Rural Funds Group Future Earnings Per Share Growth

Rural Funds Group Future Earnings Per Share Growth

Risks

What could happen that would invalidate this narrative?
  • Ongoing slow growth in adjusted funds from operations (AFFO), with just 2% increase forecasted for FY '26 and management acknowledging that recent years' low FFO growth is unsatisfactory, indicates a risk of continued weak earnings momentum, impacting long-term earnings and share price recovery.
  • The ability to fund substantial CapEx hinges on successful execution of planned asset divestments; if asset sales fall through or are delayed, management would need to either significantly increase gearing (already elevated at 46%) or curtail development expenditure, putting pressure on balance sheet strength, revenue growth, and capital flexibility.
  • Management highlights that agricultural property values have appreciated substantially over the past several years and anticipates limited further land value appreciation near-term due to already elevated prices, suggesting little upside for net asset value (NAV) growth and potential risk of negative revaluations if market conditions worsen.
  • Interest rate risk remains material despite hedging: only 69% of debt is fixed; if rates remain higher for longer or hedges roll off into a less favorable environment, net interest costs could rise, depressing net margins and reducing distributable earnings.
  • Heavy exposure to the success of macadamia and cattle developments and to agricultural commodity prices introduces concentration and market risk; a significant portion of future revenue growth depends on securing tenancies for newly developed orchards, while any downturn in commodity prices or rental market for these specific assets could lead to underperforming revenue, asset writedowns, or increased vacancy.

Valuation

How have all the factors above been brought together to estimate a fair value?
  • The analysts have a consensus price target of A$2.216 for Rural Funds Group based on their expectations of its future earnings growth, profit margins and other risk factors. However, there is a degree of disagreement amongst analysts, with the most bullish reporting a price target of A$2.45, and the most bearish reporting a price target of just A$1.93.
  • In order for you to agree with the analyst's consensus, you'd need to believe that by 2028, revenues will be A$119.8 million, earnings will come to A$50.9 million, and it would be trading on a PE ratio of 21.3x, assuming you use a discount rate of 8.0%.
  • Given the current share price of A$1.91, the analyst price target of A$2.22 is 13.8% higher.
  • We always encourage you to reach your own conclusions though.

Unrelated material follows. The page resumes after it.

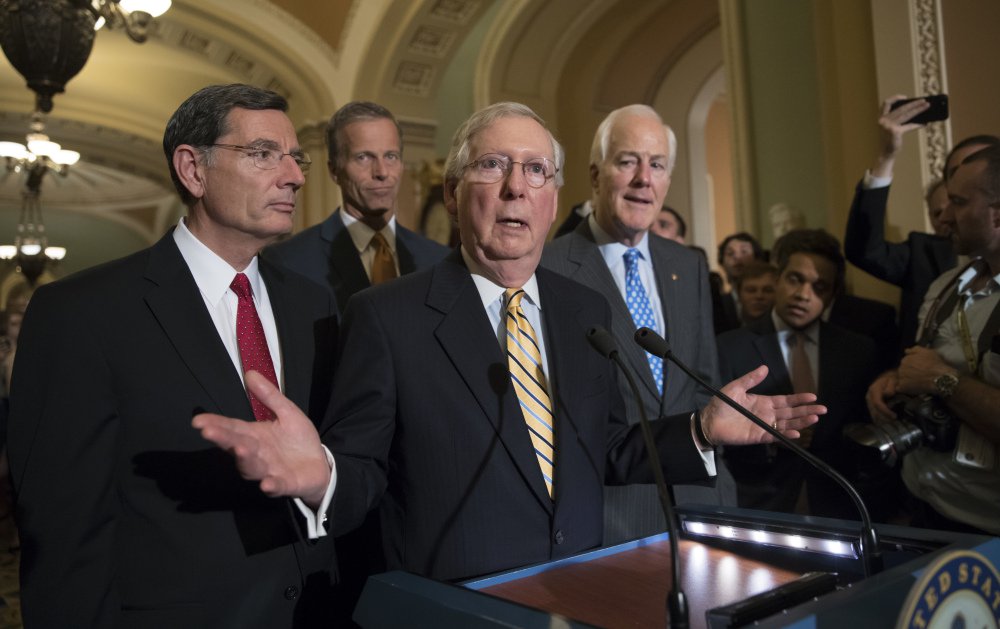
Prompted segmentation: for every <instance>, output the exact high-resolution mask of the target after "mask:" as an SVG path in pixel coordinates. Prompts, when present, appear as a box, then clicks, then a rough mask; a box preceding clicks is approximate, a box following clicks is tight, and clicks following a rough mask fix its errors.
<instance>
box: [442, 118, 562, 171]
mask: <svg viewBox="0 0 1000 629" xmlns="http://www.w3.org/2000/svg"><path fill="white" fill-rule="evenodd" d="M513 117H518V118H531V119H532V120H534V121H535V122H537V123H538V124H540V125H541V126H542V128H543V129H545V133H547V134H548V136H549V140H550V141H551V142H552V154H553V157H554V160H555V164H556V177H555V182H556V187H557V188H559V187H561V186H562V185H563V166H564V165H565V160H566V154H565V152H564V151H563V148H562V146H561V145H560V144H559V142H558V141H556V138H555V136H553V135H552V132H551V131H549V128H548V127H547V126H545V121H544V120H542V118H541V117H540V116H539V115H538V114H536V113H535V112H534V111H532V109H531V108H530V107H528V106H527V105H522V104H521V103H514V102H502V103H494V104H492V105H489V106H487V107H484V108H483V109H480V110H479V111H477V112H476V113H474V114H472V115H471V116H469V119H468V120H466V121H465V122H463V123H462V125H461V126H460V127H459V128H458V130H457V131H455V135H454V136H453V137H452V139H451V150H450V151H448V159H447V160H446V161H445V163H444V181H445V183H446V184H448V183H453V182H457V181H458V180H459V179H461V178H462V174H463V173H464V172H465V166H466V165H467V164H468V163H469V151H470V150H471V148H470V143H471V142H472V138H473V136H475V135H476V134H477V133H479V132H481V131H483V130H484V129H486V128H487V127H489V126H490V125H492V124H493V123H495V122H496V121H497V120H500V119H501V118H513Z"/></svg>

So sense check these analyst numbers against your own assumptions and expectations based on your understanding of the business and what you believe is probable.

How well do narratives help inform your perspective?

Disclaimer

AnalystConsensusTarget is a tool utilizing a Large Language Model (LLM) that ingests data on consensus price targets, forecasted revenue and earnings figures, as well as the transcripts of earnings calls to produce qualitative analysis. The narratives produced by AnalystConsensusTarget are general in nature and are based solely on analyst data and publicly-available material published by the respective companies. These scenarios are not indicative of the company's future performance and are exploratory in nature. Simply Wall St has no position in the company(s) mentioned. Simply Wall St may provide the securities issuer or related entities with website advertising services for a fee, on an arm's length basis. These relationships have no impact on the way we conduct our business, the content we host, or how our content is served to users. The price targets and estimates used are consensus data, and do not constitute a recommendation to buy or sell any stock, and they do not take account of your objectives, or your financial situation. Note that AnalystConsensusTarget's analysis may not factor in the latest price-sensitive company announcements or qualitative material.